Therefore, the Government must consider seriously a reform of capital taxes, to see whether they could radically restructure inheritance tax and even—dare I say it?—abolish it. At the same time, they must ensure that some of the revenue that would be lost from that reform was clawed back elsewhere. Although the Financial Secretary will probably say that the public finances are in robust health, I am not suggesting that we can have across-the-board tax cuts and abolish inheritance tax without looking for other sources to raise that revenue. Before Back-Bench Labour Members rush off to the Library to tot up the Liberal Democrat tax proposals in Committee, I should say that that is not my position.

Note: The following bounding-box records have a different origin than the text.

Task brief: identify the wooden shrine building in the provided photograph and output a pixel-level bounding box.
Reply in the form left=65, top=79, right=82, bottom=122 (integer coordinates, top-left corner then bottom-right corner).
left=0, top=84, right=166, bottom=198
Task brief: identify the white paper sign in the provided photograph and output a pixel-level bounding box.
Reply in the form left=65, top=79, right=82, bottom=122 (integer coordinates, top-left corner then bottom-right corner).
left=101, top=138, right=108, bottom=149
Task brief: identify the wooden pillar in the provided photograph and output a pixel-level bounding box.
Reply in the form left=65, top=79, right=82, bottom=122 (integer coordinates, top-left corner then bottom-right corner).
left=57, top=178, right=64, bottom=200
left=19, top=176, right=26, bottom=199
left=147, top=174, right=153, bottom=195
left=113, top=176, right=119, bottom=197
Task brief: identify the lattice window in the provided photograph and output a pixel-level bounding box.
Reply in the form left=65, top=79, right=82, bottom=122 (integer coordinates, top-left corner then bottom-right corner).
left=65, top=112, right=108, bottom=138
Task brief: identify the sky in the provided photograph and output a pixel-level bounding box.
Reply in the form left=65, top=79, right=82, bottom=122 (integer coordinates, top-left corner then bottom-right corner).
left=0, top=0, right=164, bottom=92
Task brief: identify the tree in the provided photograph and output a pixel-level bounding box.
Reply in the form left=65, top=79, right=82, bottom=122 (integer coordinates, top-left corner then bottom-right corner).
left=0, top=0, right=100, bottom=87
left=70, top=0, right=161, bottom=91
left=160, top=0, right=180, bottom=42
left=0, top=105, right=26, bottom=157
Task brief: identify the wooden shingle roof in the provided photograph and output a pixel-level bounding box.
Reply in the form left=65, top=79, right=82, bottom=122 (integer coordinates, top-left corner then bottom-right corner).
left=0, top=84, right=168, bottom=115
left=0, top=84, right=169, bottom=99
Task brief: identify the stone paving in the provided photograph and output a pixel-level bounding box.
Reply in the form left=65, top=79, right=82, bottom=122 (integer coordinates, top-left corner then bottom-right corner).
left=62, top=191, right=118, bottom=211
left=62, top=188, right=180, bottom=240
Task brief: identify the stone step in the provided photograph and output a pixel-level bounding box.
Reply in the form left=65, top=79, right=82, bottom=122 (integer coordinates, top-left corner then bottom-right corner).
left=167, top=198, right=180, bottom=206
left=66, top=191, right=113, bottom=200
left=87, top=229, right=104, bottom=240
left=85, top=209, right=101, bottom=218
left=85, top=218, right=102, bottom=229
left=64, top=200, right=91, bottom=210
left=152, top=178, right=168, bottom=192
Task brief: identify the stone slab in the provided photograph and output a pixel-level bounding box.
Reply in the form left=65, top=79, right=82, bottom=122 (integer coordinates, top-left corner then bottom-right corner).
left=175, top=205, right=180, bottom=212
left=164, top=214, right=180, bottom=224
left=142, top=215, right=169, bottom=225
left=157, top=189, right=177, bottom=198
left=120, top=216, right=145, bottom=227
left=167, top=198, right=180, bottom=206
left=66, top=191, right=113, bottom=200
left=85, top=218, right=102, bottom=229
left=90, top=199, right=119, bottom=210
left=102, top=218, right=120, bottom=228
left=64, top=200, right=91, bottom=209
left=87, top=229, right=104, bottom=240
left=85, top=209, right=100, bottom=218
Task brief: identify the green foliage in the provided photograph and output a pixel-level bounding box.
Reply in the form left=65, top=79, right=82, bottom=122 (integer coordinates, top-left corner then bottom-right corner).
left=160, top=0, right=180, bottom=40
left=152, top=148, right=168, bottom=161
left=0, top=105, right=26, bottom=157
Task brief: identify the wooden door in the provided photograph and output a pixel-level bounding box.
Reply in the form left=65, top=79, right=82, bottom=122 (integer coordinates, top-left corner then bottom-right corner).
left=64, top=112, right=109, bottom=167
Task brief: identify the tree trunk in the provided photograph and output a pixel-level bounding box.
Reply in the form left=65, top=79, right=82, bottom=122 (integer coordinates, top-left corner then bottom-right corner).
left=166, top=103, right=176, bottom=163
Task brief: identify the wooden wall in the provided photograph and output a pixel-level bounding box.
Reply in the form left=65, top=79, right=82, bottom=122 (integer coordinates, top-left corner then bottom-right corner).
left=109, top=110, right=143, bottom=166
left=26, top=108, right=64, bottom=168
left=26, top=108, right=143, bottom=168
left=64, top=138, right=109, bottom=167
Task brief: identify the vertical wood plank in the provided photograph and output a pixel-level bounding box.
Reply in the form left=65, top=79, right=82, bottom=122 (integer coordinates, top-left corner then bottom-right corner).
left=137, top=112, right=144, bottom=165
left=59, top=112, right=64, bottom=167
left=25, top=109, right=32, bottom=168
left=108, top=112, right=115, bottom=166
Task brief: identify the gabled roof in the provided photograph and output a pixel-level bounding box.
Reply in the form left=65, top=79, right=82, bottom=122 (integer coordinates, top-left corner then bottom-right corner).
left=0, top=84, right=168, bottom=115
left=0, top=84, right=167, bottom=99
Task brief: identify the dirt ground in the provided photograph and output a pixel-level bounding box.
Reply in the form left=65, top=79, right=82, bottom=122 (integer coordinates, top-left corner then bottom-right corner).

The Financial Secretary and her colleagues should consider that idea, although she will clearly not do so today. As the hon. Member for Epsom and Ewell said, there are many knock-on effects on the pension sector, the care sector and industry in general. When I talk to business men and tax advisers—my hon. Friend the Member for Torridge and West Devon was one in a former life—about inheritance tax, they tell me that they spend huge amounts of time planning for the tax, at huge private sector cost. No doubt there is public sector cost on the other side of the equation. However, there is little gain to the Exchequer. In terms of compliance costs alone, there is a case for having another look at the tax.

I conclude by congratulating the Government. They are raising the allowance above RPI: a modest step in the right direction. However, it is time to look again at the tax, which has been given to us by history, but does not apply in the modern world.